The New York decision was a blow because I would have hoped that New York judges would have had some actual contact with gay people (outside of watching footage from the pride parade) and realized that allowing same-sex couples to marry will not deter (or encourage) opposite couples from joining in wedded bliss. The court's stated reason for denying marriage equality was that, in essence, "when straight couples have sex, children may result, so we need to encourage them to stay together." If stable relationships are good for opposite-sex couples, and therefore good for the country, they are good for same-sex couples, and therefore good for the country. For couples who bring children into the world, that stable relationship is especially important. For couples who do not or cannot become biological parents, the stability and mutual support marriage can provide is still extremely valuable. Since I can see no logical reason (please, feel free to point one out to me if I've missed it) why civil marriage equality would lessen the value of traditional marriage, either to any single marriage or for the country as whole, I don't see why equality should be witheld. The 14th Amendment seems very clear on the matter of equal treatment under the law.

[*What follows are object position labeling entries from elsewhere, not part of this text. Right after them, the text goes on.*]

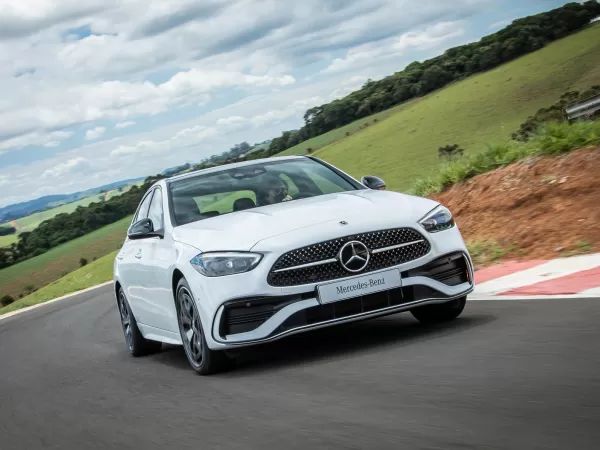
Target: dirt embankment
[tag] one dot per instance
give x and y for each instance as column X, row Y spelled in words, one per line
column 539, row 208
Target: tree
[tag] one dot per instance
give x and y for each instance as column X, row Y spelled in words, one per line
column 6, row 300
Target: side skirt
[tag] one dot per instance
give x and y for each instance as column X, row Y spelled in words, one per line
column 156, row 334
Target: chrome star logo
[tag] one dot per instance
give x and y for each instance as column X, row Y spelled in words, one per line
column 354, row 256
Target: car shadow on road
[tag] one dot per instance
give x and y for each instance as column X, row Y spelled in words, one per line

Nebraska was worse. Not because I expected more of the state where both my parents were born, but because of the severity of the slapdown the court delivered. First, little was being asked. According to the court's own opinion, the gay rights groups that filed the suit did not "assert a right to marriage or same-sex unions. Rather, they seek "a level playing field, an equal opportunity to convince the people's elected representatives that same-sex relationships deserve legal protection."" Not much to ask, is it?

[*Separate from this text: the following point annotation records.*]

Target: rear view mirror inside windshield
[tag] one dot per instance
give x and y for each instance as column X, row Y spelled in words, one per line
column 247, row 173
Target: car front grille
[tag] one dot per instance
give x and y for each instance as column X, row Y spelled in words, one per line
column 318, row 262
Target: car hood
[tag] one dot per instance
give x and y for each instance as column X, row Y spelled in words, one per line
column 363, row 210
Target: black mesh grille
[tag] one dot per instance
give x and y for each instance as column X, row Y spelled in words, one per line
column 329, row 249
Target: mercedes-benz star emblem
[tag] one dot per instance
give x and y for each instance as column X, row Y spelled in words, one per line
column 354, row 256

The Nebraska court fell into the same hole as the New York court did -- deciding that since opposite-sex marriage is good because "by affording legal recognition and a basket of rights and benefits to married heterosexual couples, such laws encourage procreation to take place within the socially recognized unit that is best situated for raising children," same-sex marriage is somehow bad because it cannot naturally result in issue. Unfortunately, neither court offered any evidence as to why (or how) allowing same-sex marriage would somehow cause harm to opposite-sex marriages, or deter heterosexuals from marrying. "Whatever our personal views regarding this political and sociological debate, we cannot conclude that the State’s justification lacks a rational relationship to legitimate state interests." They just don't offer any reason why those state interests would be harmed.

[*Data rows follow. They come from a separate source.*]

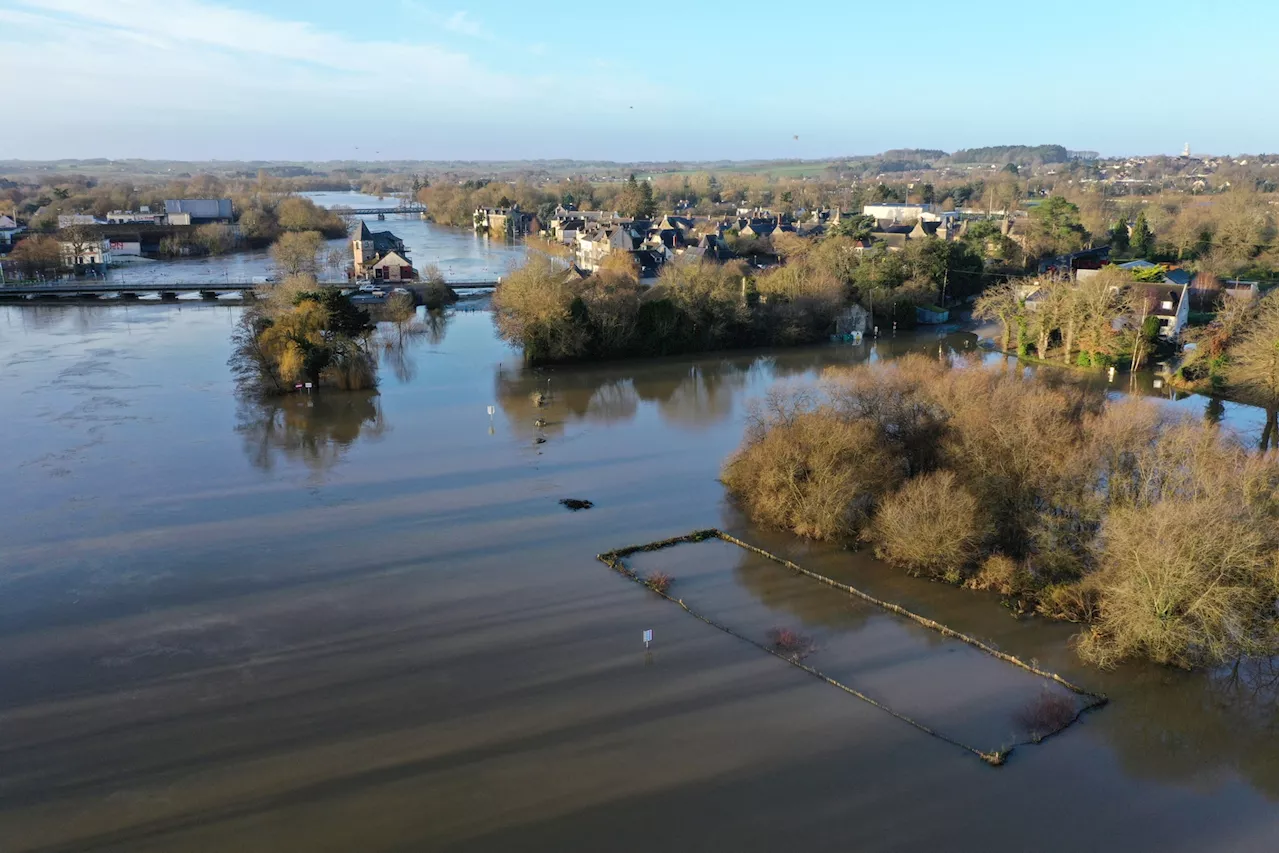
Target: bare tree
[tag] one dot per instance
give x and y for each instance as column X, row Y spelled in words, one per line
column 1255, row 369
column 296, row 252
column 1004, row 304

Making it worse, the Nebraska consitutional amendment at stake not only prohibits gay marriage, but asserts that "a civil union, domestic partnership, or other similar same-sex relationship shall not be valid or recognized in Nebraska." In effect, Nebraska has said same-sex relationships mean nothing on any legal level. Gay couples do not exist as couples in any legal sense, and cannot obtain any rights available for married couples.

Ouch. Here's hoping for better days ahead.

3 comments:

Alice said...

a friend of mine thinks that heterosexual couples should refuse to marry in protest of this.

Paul Salinger said...

there is no logic to any of this discussion. it's an emotionally based issue that has no business being legislated or adjudicated in an open, free society based on life, liberty and the pursuit of happiness. it represents two completely, diametrically opposed world views that likely will never be resolved in this country where the forces of morality and theocracy are trying to impose a value of the minority on the majority (at least if you believe certain polls relative to equal rights on gender issues).

all these spurious arguments about allowing same-sex marriages leading to cross breed marriages and other silliness actually lead me to believe that we do need a defense of marriage act - except that it simply needs to state that marriage is a union between two loving people (no gender specificity needed) and that any marriage outside the bounds of human marriage is illegal.